Something is happening to me and I cannot fully grasp what I am feeling, a combination of exhilaration and depression, of intellectual maturity and madness all at the same time. I am at the very beginning stage of what I feel must be a transformation. A seed has been planted. I have decided that I will remove myself for the entire month of December, to patiently assess this change in solitude and silence, to fast and abstain and deeply re-think the course of my own trajectory and the meaning of my own existence.
After being caught for so long in my own subjective landscape, trapped by powerful emotions, self-pity and indulgence, I feel as though I am ready to courageously seek my ‘purpose’ and it was through my travels to Syria/Turkey that this was awakened. I was so overwhelmed by what I saw, the profound violence and hardship, people with cancer from chemical bombings, men without limbs, women and children burned, so much death, horror and misery. It was abysmal and I underestimated the impact seeing what I saw of the Syrian war would have on me.
In my anxiety, I gave away all my money, could not sleep, felt emotionally hopeless and despairing and that shows to me a short, sharp failure at doing what I should have been doing. It mirrored, for the first time, the meaning of my life because I realised I was not doing what I should have been for a very long time. The question is, what was it that I should be doing? I need time and self-reflection to answer that.
I am not talking about something simple. This is life. My actual life, the deep and profoundly existential responsibility I have to respecting it and I don’t think I really understand what that actually means to me. I have undermined this genuine question about the reality of my life and what it actually means. I need deep reflection. I will therefore be shutting down from 1st December – 10th January and escaping into solitude, the Henry David Thoreau way.

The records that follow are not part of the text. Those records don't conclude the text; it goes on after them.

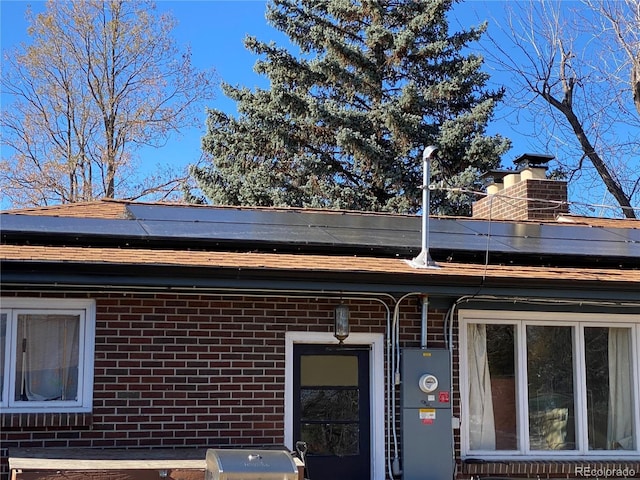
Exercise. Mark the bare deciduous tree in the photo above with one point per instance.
(576, 68)
(99, 80)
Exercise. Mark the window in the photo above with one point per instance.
(549, 384)
(46, 355)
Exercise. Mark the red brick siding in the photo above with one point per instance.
(196, 370)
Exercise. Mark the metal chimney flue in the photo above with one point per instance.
(423, 260)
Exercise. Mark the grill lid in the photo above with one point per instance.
(262, 464)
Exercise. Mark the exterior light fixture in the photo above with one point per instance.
(341, 323)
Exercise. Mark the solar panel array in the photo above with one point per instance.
(340, 230)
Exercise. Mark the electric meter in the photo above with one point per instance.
(428, 383)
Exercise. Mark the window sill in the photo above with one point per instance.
(17, 421)
(552, 468)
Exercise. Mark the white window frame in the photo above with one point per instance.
(85, 310)
(520, 320)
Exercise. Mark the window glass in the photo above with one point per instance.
(550, 388)
(492, 387)
(609, 388)
(47, 358)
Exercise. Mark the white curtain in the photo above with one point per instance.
(620, 414)
(48, 357)
(482, 431)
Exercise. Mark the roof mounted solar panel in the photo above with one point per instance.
(41, 224)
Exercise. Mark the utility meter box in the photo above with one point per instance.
(427, 433)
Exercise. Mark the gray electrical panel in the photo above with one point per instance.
(427, 434)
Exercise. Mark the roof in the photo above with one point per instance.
(571, 241)
(122, 239)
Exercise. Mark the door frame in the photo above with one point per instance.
(376, 393)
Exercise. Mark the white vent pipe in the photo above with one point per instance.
(423, 260)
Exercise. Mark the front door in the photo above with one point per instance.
(331, 410)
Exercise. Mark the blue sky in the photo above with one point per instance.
(215, 29)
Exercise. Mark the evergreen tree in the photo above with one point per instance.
(344, 123)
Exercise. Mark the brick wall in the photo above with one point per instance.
(194, 371)
(531, 199)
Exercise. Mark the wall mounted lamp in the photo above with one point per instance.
(341, 323)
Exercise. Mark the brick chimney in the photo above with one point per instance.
(524, 193)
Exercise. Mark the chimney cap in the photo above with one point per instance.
(536, 160)
(496, 176)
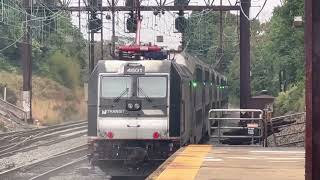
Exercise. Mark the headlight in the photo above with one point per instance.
(130, 105)
(136, 106)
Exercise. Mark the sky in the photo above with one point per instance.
(153, 26)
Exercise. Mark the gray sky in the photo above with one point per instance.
(164, 25)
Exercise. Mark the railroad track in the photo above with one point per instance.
(46, 167)
(27, 140)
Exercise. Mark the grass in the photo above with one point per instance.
(52, 103)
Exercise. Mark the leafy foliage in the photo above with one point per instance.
(59, 54)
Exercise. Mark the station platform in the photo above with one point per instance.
(203, 162)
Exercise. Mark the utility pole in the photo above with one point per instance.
(102, 54)
(221, 30)
(312, 67)
(113, 39)
(245, 88)
(79, 5)
(91, 47)
(26, 59)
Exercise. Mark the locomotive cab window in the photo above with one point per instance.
(112, 86)
(152, 86)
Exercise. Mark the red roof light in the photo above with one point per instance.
(156, 135)
(109, 134)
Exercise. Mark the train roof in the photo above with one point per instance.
(116, 66)
(157, 66)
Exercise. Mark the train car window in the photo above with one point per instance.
(152, 87)
(120, 86)
(198, 74)
(213, 77)
(206, 78)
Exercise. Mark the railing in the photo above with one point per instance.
(294, 129)
(14, 110)
(252, 120)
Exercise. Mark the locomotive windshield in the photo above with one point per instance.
(120, 86)
(153, 87)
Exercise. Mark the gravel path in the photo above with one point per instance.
(290, 138)
(40, 153)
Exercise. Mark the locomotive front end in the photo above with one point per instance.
(132, 113)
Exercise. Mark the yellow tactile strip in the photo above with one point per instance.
(187, 164)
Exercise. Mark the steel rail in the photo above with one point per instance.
(40, 161)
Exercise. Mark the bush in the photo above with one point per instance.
(64, 69)
(292, 100)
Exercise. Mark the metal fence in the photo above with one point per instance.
(249, 123)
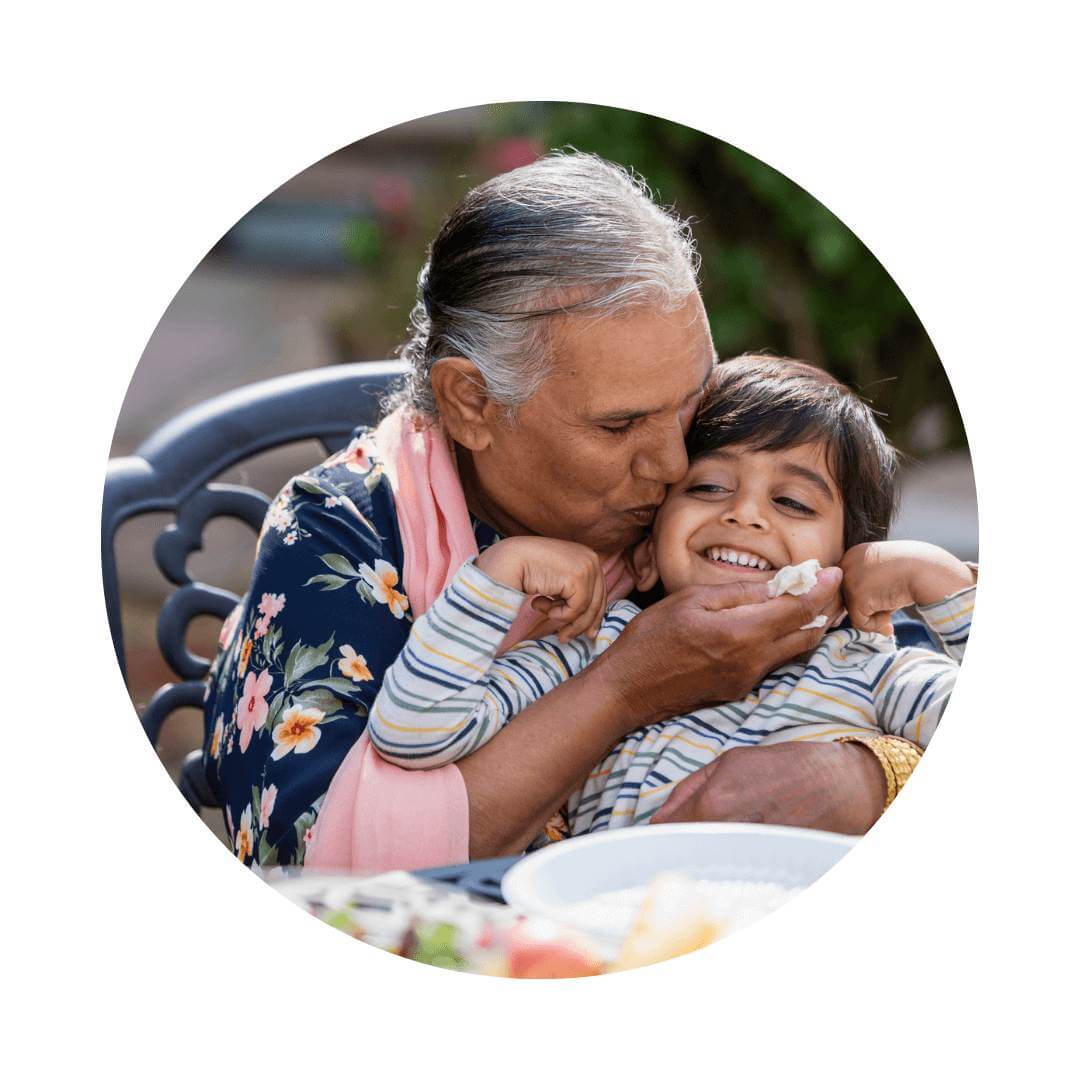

I only know myself as a human entity; the scene, so to speak, of thoughts and affections; and am sensible of a certain doubleness by which I can stand as remote from myself as from another. However intense my experience, I am conscious of the presence and criticism of a part of me, which, as it were, is not a part of me, but spectator, sharing no experience, but taking note of it; and that is no more I than it is you. When the play, it may be the tragedy, of life is over, the spectator goes his way. It was a kind of fiction, a work of the imagination only, so far as he was concerned. This doubleness may easily make us poor neighbors and friends sometimes.